Dolayısıyla, mevcut BM İnsan Hakları Yüksek Komiseri Michelle Bachelet'in son açıklamaları bazı şüphelerle gözden geçirilmelidir. İlhak planını kınaması iyi olsa da, BM defalarca genel olarak yerleşimci sömürgeciliğine - özellikle de Kashmir'in aklına - özellikle Siyonizme karşı ilkeli ve uzlaşmaz bir tavır almaya istekli olmadığını gösterdi.

Benzer bir ikiyüzlülük Filistin'de hiç bitmeyen ve meyvesiz bir “barış süreci” ile başlar. “Barış süreci” Filistin'deki şiddetli sömürgeci gerçekliği sürekli olarak genişlettiği için Filistinliler umutlarını defalarca paramparça ettiler.

Filistin Yönetimi, Filistin halkının sözde temsilcisi, özerklik sadece cephesi vardır. Asıl rolü İsrail'e hem Filistin halkına karşı bir cephe polis gücü hem de Filistin halkını umutlarını, İsrail'in Filistin üzerindeki tutuşunu genişleten ve içine alan sonsuz bir “barış sürecine” yerleştirme konusunda yanıltıcı bir güç olarak hizmet etmektir.

Hem uluslararası toplum hem de barış süreci Filistin halkının karşı karşıya olduğu temel soruna değinemedi: Toprak ve siyasi güç, 1948'de kurulan Siyonist apartheid devleti tarafından tekelleştirilmeye devam ediyor.

Filistin halkını Siyonist yönetimden kurtaracak tek şey, sömürgecilik ve ırk ayrımcılığına karşı cesur ve devrimci mücadelelerinde Filistin halkının kendisidir. Bu, elbette, Filistin dışındakilerin özgür bir Filistin hareketinde ve laik ve demokratik bir devlet kurarak Siyonist apartheid devletini sona erdirme hareketinde hiçbir rolü olmadığı anlamına gelmez. Aksine, uluslararası dayanışma hareketi zaman zaman, özellikle de kamuoyunu değiştirmede ve İsrail devletinin cezai doğasını açığa çıkarmada önemli bir rol oynamıştır.

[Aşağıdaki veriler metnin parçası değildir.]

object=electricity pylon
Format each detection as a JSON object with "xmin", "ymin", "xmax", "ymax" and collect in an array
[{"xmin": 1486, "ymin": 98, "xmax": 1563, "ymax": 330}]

İsrail'in ilhak planlarına karşı kitlesel direniş tüm dünyada büyümeli ve gelişmelidir. Filistin özgürlük mücadelesine katlananlar, mücadeleye aktif destek vermeye devam etmeli ve siyasetçilerin incir yaprağı kınamaları ve ilhak karşıtı söylemin arkasında Siyonizm'e desteklerini saklamaya çalışan üst düzey uluslararası figürler tarafından kandırılmamalıdır.

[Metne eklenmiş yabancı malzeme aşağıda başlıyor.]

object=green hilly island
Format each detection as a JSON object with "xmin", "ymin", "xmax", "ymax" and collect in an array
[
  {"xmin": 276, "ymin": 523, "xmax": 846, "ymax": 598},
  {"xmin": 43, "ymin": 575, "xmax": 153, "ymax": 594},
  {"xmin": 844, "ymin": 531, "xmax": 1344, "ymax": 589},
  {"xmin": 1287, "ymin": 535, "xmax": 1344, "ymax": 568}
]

Ancak Filistin halkı ile gerçek dayanışma, tüm tarihi Filistin'in Siyonist işgalinden tamamen kurtarılmasından daha az bir şey kabul etmeyi reddetmek anlamına geliyor. Dünyanın dört bir yanındaki yoksul ve ezilen insanlar Filistinlilerin baskılarına karşı çıkmakla ilgileniyorlar, çünkü çok iyi bildikleri için, eğer birimiz zincirlenirse hiçbirimiz özgür değiliz.

Chance Charley is president of Boston University Students for Justice in Palestine.

 Boston Üniversitesi Filistin Adalet Öğrencilerinin başkanıdır.